The detection of L. tropica in human cases (Fig. 4) also emphasizes the importance of addressing anthroponotic transmission, which is often associated with urbanization and poor housing conditions12. Our entomological surveys (Results section) revealed a 40% increase in Phlebotomus sergenti (the primary vector for L. tropica) densities in urban zones compared to rural areas over the past decade, supporting the hypothesis that rapid urban expansion has led to the proliferation of sand fly breeding sites, such as cracks in mud-brick houses and organic waste deposits. The presence of L. infantum in human cases (Fig. 5) raises concerns about the potential overlap between CL and VL transmission cycles in southern Iran. Phylogenetic analysis showed that local L. infantum isolates clustered with strains from Spain (EU437407) and Iran (AB678348), suggesting introductions from VL-endemic areas. Spatial mapping of cases (Results section) further identified hotspots of L. infantum near regions with high dog populations, implicating canine reservoirs in its transmission.

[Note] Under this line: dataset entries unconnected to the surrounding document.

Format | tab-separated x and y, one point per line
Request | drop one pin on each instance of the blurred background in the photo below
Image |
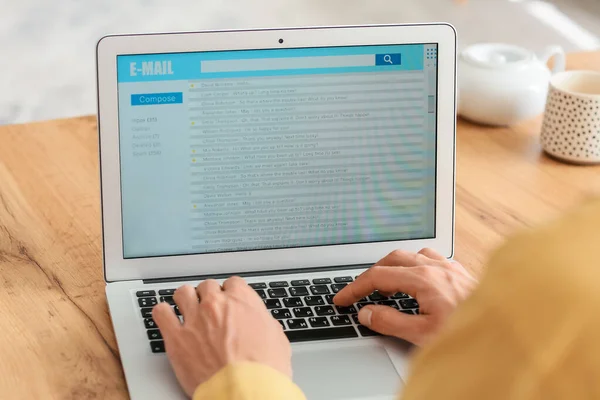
47	48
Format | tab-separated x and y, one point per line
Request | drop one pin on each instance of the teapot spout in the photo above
559	58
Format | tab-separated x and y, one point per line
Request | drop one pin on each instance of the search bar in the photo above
267	64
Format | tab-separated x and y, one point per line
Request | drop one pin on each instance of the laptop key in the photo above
338	320
146	312
314	301
346	310
145	293
318	322
260	285
272	303
149	323
361	305
299	291
319	289
341	332
389	303
342	279
147	301
408	303
324	310
300	282
281	313
293	302
299	323
153	334
336	287
364	331
300	312
276	293
157	346
376	296
167	299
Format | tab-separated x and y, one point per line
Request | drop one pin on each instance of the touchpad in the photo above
346	372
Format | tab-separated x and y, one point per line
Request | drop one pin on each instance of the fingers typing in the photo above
385	279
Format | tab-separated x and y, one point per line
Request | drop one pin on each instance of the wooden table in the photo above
56	339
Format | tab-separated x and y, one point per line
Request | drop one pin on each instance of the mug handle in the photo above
559	58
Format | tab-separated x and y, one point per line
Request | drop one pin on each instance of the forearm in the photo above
248	381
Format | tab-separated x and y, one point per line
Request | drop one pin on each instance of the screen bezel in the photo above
117	268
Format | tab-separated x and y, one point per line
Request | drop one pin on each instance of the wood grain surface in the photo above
56	339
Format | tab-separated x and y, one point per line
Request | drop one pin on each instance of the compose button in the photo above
154	99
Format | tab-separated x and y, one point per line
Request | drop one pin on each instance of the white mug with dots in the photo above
571	127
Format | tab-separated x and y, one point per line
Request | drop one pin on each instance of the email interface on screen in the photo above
261	149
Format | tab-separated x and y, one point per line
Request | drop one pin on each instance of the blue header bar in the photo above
246	63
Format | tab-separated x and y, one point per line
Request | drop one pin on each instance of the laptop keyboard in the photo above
303	307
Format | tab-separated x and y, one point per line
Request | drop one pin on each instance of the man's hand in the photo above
438	285
229	324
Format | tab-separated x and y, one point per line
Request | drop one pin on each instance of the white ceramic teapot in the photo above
501	84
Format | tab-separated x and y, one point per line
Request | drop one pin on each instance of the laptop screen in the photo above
261	149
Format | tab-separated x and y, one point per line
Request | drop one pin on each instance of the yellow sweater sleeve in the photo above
248	381
531	330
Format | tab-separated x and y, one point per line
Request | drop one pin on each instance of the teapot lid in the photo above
496	55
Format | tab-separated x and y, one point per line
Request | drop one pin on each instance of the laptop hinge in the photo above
257	273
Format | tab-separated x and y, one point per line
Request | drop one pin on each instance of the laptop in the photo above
295	158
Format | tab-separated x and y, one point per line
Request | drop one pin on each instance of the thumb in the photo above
391	322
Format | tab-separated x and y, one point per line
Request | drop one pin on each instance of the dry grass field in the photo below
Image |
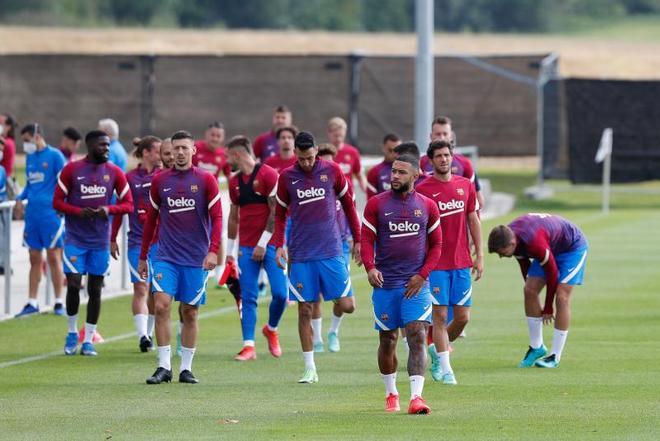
621	54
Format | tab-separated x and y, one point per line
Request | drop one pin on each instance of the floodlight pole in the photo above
424	93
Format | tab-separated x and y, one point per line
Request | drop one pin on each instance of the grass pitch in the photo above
607	386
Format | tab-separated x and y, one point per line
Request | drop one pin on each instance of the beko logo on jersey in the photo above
451	205
92	191
403	228
312	194
180	204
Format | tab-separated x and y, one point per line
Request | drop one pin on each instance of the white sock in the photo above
535	325
317	325
164	356
336	321
309	360
558	342
186	358
445	367
140	324
89	332
151	324
416	386
390	384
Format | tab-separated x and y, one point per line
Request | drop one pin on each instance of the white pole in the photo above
424	94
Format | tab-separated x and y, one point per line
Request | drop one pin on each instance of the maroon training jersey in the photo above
251	194
84	184
455	199
310	199
407	237
187	205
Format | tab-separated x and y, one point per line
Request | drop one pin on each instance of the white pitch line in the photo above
219	311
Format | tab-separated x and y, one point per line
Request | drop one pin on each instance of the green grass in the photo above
606	388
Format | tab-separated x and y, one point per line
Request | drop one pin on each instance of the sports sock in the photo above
336	321
390	384
90	329
151	323
416	386
309	360
187	355
558	342
164	355
140	321
535	326
317	325
73	323
445	367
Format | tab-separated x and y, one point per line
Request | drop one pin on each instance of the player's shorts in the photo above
346	252
78	260
327	276
186	284
571	267
451	287
44	232
392	310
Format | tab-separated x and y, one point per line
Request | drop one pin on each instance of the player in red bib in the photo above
185	201
266	144
210	153
252	215
380	175
348	156
84	193
401	242
450	280
286	156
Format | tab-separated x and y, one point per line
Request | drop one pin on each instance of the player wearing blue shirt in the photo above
44	227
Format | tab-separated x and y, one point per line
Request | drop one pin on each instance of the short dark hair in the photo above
291	129
499	237
391	137
304	141
327	149
240	141
146	143
94	135
72	133
409	159
442	120
437	145
182	134
408	147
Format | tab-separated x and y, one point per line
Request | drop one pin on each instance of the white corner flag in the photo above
604	155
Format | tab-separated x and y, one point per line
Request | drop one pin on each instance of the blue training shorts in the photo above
78	260
392	310
186	284
329	277
451	287
571	267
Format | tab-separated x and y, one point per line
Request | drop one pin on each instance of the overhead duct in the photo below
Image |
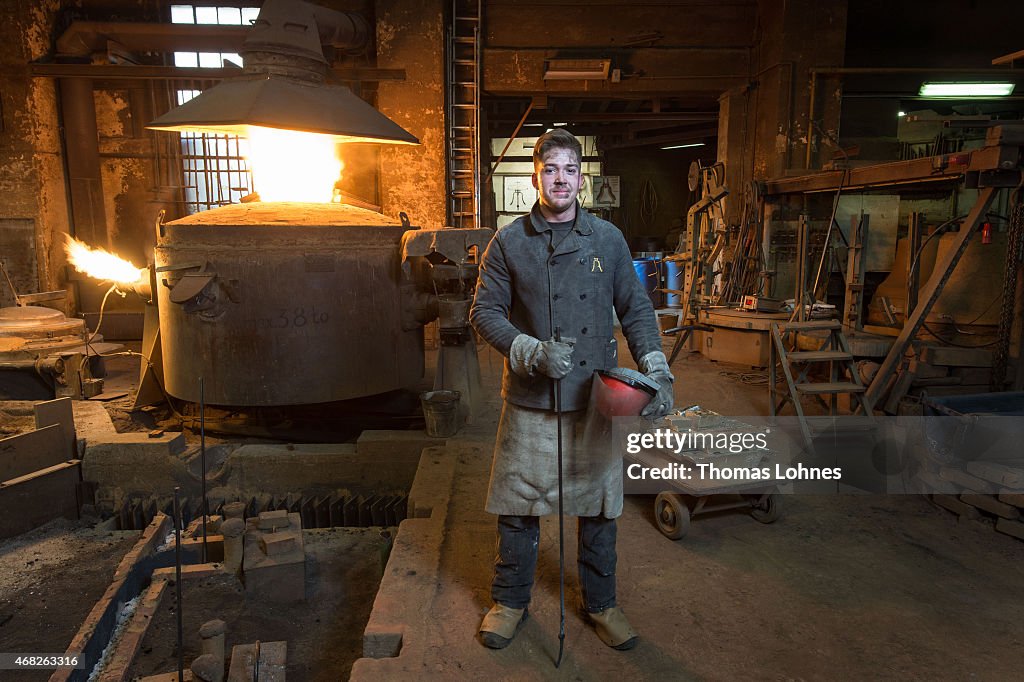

This study highlights the complex transmission dynamics of Leishmania in Shiraz, southern Iran, and underscores the importance of molecular epidemiological studies in guiding leishmaniasis control strategies. The predominance of L. major in human, rodent, and sand fly samples confirms the zoonotic nature of CL in this region, while the detection of L. tropica and L. infantum highlights the need for integrated control measures targeting both zoonotic and anthroponotic transmission cycles. The high genetic similarity between local isolates and strains from other regions suggests widespread transmission and potential introductions from neighboring areas, emphasizing the importance of regional collaboration in leishmaniasis control.